We missed our 8-week ultrasound recheck with Forrest as winter had the nerve to invade our area, dumping 6 inches of the white stuff on the farm, and keeping temperatures so frigid that it was impossible to get out of our unthawed road.
But the good news is, when it was gone, and climbing back to 70 degrees, I was able to continue Dr. Gillis’s recommendation to increase Forrest’s trot sets so we could strengthen his left stifle. I had watched some video of us trotting a month earlier, and was dismayed that he still looked quite short on it, despite an improving ultrasound. But as Dr. Gillis remarked, the shortness may simply be from the horse having not truly used that leg in a year. I asked my partner, Paul, to video us last weekend, and even though there was no engine behind for the first couple of minutes whatsoever ( I’m not complaining as the Ace kept us from any spinning spooks), he began to gather momentum until he was tracking up quite nicely and I was very pleased by what I saw on my phone’s video screen: Forrest was looking much more even. In fact, if you didn’t know he’d had a lameness issue, you would have had to look very hard to find it. And I find the articulation in his left stifle, here, pretty groovy:
I also have to give a shout out to Mg12, a topical magnesium product that works as both a vasodilator and anti-inflammatory. When Forrest has body work, a common comment is that he tends to be “out in the right poll.” I apply the Mg12 not only to his poll, but all over his stifle, particularly where the injury is, and under the saddle and loins. The fact that my horse is so loose then, as we begin our 20-minute walk before going into 5 minutes of trot, without any longeing, or a single step of lateral loosening, only allowed to go in straight lines and a very few, half-arena circles, is nothing short of miraculous. Within a couple of minutes of trot, I can ride Forrest’s neck anywhere I want it, from a Training Level frame into a deep stretch all within one long side.

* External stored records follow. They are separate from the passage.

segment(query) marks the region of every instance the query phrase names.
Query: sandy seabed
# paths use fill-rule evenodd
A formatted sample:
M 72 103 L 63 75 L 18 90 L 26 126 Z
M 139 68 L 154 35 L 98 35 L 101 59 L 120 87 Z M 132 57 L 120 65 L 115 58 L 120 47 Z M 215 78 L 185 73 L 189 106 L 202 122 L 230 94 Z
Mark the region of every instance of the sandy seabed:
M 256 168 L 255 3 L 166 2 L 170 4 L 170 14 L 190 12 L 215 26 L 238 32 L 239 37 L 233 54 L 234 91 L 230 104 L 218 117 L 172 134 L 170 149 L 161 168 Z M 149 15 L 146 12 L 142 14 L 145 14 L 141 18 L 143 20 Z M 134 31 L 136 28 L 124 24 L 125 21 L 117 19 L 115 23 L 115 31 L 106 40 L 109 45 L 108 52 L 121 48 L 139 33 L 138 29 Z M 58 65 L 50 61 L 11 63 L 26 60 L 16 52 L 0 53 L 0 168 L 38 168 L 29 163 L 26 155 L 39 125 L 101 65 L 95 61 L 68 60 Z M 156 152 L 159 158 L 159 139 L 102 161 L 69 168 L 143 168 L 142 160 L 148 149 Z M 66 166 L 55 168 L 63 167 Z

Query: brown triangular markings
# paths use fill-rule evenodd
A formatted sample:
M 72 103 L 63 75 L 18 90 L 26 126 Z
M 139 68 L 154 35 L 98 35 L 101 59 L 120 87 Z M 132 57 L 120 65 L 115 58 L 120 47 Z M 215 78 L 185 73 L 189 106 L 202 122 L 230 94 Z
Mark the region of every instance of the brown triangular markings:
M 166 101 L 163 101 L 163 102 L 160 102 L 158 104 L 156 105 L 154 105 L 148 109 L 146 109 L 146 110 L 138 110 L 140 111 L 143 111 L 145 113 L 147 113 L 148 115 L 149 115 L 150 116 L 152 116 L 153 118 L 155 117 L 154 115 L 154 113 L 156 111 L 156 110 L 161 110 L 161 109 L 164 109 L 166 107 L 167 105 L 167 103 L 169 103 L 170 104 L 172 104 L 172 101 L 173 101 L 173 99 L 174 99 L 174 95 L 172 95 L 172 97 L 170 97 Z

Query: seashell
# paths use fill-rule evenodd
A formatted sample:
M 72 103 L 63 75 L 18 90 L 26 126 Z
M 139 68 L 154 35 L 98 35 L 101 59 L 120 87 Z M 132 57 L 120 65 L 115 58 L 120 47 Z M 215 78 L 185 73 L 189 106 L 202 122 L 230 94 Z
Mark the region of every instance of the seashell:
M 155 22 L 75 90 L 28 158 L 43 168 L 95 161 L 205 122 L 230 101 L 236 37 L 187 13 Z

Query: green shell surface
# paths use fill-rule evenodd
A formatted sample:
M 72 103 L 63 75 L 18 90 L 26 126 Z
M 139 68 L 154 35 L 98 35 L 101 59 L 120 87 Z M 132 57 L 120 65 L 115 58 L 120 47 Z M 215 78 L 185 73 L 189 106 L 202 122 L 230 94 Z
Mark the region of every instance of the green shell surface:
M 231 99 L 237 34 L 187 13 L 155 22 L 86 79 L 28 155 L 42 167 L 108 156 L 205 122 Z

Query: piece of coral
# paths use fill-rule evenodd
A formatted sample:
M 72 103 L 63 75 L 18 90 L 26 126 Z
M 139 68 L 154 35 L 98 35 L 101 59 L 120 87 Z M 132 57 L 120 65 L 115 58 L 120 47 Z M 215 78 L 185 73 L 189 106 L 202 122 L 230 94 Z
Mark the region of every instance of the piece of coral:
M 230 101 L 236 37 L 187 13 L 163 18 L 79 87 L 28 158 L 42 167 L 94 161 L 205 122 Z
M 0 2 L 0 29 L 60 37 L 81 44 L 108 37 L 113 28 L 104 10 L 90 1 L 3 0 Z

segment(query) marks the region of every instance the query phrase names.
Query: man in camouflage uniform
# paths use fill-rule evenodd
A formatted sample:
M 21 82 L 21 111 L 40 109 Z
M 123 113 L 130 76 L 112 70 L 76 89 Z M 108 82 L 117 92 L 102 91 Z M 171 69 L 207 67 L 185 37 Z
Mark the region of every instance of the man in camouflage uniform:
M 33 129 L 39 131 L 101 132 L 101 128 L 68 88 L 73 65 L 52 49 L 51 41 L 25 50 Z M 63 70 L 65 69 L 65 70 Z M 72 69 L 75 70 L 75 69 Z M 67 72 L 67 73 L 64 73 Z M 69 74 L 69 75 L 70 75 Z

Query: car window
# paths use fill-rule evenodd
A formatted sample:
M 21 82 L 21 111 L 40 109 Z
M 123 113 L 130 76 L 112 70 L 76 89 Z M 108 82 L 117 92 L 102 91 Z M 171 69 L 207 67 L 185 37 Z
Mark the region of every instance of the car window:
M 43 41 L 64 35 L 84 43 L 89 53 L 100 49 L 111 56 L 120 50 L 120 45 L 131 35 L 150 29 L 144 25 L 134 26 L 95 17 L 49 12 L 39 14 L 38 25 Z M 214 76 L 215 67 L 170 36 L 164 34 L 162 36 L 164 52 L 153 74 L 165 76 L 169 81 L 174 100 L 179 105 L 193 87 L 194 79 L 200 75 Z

And for hours afterward, the areas where the Mg12 has been applied are still toasty warm from the directed blood flow. I will sometimes put it on his back, the night before, beneath his blanket and it’s amazing how warm and loose his back is in the morning. Obviously, I slather it all over myself, as well, and the best part is that, since using it on my hands, I haven’t had a single ‘Raynaud’s Syndrome’ (cold, numb white fingers) attack all winter!!